Enthusiastic amateurs: some practical tips
Yesterday, I wrote about enthusiastic amateurs, a model for how I think about the trade-off between expertise and being a generalist. The median person is unlikely to become an expert, and pursuing expertise can be very costly, so perhaps there is a better path for the median person to take. This path is, roughly, to explore more, learn broadly, and rely on the interconnections between ideas to add value.
If that discussion is at all salient for you, a natural next question is how one ought best cultivate the characteristics of an enthusiastic amateur.
With the very big caveat that I’m still figuring this out myself, here are a few ways that seem to work well for expanding my interests and developing the sorts of knowledge that are additive rather than distracting:
Optimise for breadth. This might seem like trivial advice given the definition of an enthusiastic amateur, but it’s amazing how much more breadth can be gained by asking at a higher-than-normal rate “does this decision expose me in a meaningful way to more interesting stuff”. Follow blogs on subjects you know nothing about. Listen to lots of podcasts from lots of experts. Get used to clicking around Wikipedia aimlessly.
Avoid optimising for depth. I think optimising for depth is the default pathway, in many important ways, for lots of mostly contingent cultural reasons. If you want to be an enthusiastic amateur, you should resist the urge to optimise for depth. A lot of the stuff you do will also involve developing depth in a given field, but you shouldn’t be afraid to forgo depth in service of breadth, and then let depth develop naturally across a range of subjects, rather than by sacrificing breadth on the altar of depth.
Cultivate enthusiastic amateur friends. Enthusiastic amateurs usually have a richer and more idiosyncratic answer to “how can you do X better?”, generally because they actually end up answering a different question: “how do I think about X differently?”. They’re also very likely to recommend books and other media sources that might stray from expert’s canon. (Interintellect is a good place to start! So is Twitter!)
Cultivate expert friends too, but recognise their expertise might skew their answer away from breadth. Expert friends can teach you things you will never learn otherwise. They’re extremely good at nudging you away from dead-ends in their fields. It can also be a valuable way to get personalised feedback on your projects that sit in their domains. But experts are also more likely to rank you and your work against the norms and common knowledge in their field, which can lead you to develop the same sorts of blind spots that they do. It’s difficult to see the water you swim in.
Quit more. Quit early, quit often. Discipline is overrated. Projects that languish can be discarded. You shouldn’t forget that the sunk cost fallacy is still a fallacy, even when you’re labouring under it. If you’re at all like me, you should give yourself more permission to halt, reverse, rework or otherwise abandon some interests and projects as others begin to take their place. You’ll float back to things as and when you’re in the mood.

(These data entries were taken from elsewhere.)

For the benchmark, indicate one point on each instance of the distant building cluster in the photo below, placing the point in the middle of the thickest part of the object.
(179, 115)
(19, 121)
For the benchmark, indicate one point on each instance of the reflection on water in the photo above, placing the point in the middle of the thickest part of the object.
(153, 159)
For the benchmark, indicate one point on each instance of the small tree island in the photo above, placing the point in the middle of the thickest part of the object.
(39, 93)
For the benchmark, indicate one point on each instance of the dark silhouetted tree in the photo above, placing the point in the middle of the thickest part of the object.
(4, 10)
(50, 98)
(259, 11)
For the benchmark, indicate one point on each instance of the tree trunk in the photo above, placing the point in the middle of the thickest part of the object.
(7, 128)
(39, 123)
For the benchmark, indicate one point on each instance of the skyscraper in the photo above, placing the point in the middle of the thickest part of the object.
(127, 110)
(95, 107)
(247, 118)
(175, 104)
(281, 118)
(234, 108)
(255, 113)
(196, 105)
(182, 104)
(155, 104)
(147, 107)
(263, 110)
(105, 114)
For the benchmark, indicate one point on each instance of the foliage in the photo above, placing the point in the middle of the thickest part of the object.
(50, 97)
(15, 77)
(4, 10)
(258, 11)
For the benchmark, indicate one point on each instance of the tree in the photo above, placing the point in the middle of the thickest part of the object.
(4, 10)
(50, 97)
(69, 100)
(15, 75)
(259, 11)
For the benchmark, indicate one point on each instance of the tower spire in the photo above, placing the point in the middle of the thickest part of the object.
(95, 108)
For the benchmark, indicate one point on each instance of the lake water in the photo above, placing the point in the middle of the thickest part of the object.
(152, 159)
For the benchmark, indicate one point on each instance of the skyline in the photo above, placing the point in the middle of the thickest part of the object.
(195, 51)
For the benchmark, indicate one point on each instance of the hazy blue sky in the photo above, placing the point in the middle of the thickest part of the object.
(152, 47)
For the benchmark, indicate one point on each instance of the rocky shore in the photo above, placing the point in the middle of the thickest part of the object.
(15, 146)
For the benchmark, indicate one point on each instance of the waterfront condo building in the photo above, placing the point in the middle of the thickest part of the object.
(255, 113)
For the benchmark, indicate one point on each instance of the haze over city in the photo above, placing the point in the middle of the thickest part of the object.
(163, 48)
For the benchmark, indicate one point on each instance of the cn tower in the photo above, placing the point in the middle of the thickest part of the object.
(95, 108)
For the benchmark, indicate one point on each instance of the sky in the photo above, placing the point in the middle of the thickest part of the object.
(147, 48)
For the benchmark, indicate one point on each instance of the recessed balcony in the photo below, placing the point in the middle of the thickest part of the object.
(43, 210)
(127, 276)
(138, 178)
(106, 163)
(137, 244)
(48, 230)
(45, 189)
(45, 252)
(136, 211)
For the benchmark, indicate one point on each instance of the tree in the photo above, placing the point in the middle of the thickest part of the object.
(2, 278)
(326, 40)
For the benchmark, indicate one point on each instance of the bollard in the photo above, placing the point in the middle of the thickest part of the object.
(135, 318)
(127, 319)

Use Anki and take notes. Breadth means you need to build more branches on the knowledge tree. You’ve got fewer coat-hooks, as it were, upon which to hang new facts. Popular science television, for instance, even the not-so-good stuff, is usually packed full of non-obvious observations and the distilled wisdom of experts. Even more so for the really good stuff; even more so still for books. People consume this content passively, and so don’t retain it. The trick is to consume actively.
Talk more. Connections between ideas often rely on pragmatics – how things are said, and in what context – rather than the actual semantic content of the connection. So talking about your latest subject of interest with smart people in a variety of different contexts can help you see beyond the standard narrative and see links that others might not.
Write more. This is the sort of trite advice you hear often, but it can’t be repeated enough: so much of the process of writing just is thinking, and forcing yourself to write helps you retain what you’re learning and distill an argument or theory or model to its essential components.
Think about thinking. How can you better distill an idea to its essence? How can you better think about the content you’re consuming, and what you do with it once it’s consumed? How can you curate your inputs in a way that leans towards high-quality breadth?
None of these methods are foolproof, but they point towards an enjoyable and rich intellectual lifestyle that doesn’t involve the sort of high-risk turmoil attached to pursuing expertise.
Being an enthusiastic amateur is like giving up for smart people.